This guide shows you how to create new prompts and manage their versions in the MLflow Prompt Registry. You'll learn to perform these actions using the MLflow Python SDK.
Prerequisites
Install MLflow and required packages
pip install --upgrade "mlflow[databricks]>=3.1.0" openai
Create an MLflow experiment by following the setup your environment quickstart.
Access to a Unity Catalog schema with
CREATE FUNCTION
- Why?
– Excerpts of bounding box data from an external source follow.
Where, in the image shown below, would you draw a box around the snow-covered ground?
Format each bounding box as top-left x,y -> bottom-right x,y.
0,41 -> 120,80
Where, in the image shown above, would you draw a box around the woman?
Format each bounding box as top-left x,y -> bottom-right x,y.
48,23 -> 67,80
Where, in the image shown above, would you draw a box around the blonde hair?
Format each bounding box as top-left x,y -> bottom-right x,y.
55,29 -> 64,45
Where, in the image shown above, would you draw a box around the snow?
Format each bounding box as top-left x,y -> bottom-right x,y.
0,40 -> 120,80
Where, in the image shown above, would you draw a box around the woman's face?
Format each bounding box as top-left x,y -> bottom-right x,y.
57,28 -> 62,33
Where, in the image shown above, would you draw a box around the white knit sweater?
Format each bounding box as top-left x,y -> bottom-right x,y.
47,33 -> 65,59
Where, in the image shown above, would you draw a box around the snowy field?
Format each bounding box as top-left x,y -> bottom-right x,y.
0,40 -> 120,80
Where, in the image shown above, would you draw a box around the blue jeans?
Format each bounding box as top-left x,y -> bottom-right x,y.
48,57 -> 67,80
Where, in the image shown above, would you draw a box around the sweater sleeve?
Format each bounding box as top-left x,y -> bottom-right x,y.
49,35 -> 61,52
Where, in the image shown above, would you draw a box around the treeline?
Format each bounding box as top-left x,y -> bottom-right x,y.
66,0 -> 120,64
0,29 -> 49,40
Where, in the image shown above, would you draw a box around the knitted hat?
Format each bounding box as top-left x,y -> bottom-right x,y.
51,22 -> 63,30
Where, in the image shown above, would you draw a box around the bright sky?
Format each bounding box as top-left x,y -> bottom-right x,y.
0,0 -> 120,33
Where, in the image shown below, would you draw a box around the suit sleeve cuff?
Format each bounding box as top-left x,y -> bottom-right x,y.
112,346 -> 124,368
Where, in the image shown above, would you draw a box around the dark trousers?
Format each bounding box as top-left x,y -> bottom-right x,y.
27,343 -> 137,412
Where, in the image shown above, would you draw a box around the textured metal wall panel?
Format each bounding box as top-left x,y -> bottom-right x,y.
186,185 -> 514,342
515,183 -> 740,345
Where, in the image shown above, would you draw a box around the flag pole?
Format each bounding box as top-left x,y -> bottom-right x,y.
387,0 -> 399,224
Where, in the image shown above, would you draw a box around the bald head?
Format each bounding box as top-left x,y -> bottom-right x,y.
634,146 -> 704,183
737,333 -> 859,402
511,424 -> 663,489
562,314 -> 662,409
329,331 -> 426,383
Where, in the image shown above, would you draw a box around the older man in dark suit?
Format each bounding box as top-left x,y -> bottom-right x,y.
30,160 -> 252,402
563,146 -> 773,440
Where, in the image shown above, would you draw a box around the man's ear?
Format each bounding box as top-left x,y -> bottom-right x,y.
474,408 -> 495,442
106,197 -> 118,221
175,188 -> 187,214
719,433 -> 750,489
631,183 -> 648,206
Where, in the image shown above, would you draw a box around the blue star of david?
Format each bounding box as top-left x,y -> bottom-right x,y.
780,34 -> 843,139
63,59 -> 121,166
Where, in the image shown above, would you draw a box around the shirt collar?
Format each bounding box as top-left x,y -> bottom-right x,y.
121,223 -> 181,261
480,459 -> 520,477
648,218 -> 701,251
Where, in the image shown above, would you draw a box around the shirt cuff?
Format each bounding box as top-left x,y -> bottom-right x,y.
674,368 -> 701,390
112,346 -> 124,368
Prompts are stored in the UC as functions
Step 1. Create a new prompt
You can create prompts programmatically using the Python SDK.
Create prompts programmatically with mlflow.genai.register_prompt()
. Prompts use double-brace syntax ({{variable}}
) for template variables.
import mlflow
# Replace with a Unity Catalog schema where you have CREATE FUNCTION permission
uc_schema = "workspace.default"
# This table will be created in the above UC schema
prompt_name = "summarization_prompt"
# Define the prompt template with variables
initial_template = """\
Summarize content you are provided with in {{num_sentences}} sentences.
Content: {{content}}
"""
# Register a new prompt
prompt = mlflow.genai.register_prompt(
name=f"{uc_schema}.{prompt_name}",
template=initial_template,
# all parameters below are optional
commit_message="Initial version of summarization prompt",
tags={
"author": "data-science-team@company.com",
"use_case": "document_summarization",
"task": "summarization",
"language": "en",
"model_compatibility": "gpt-4"
}
)
print(f"Created prompt '{prompt.name}' (version {prompt.version})")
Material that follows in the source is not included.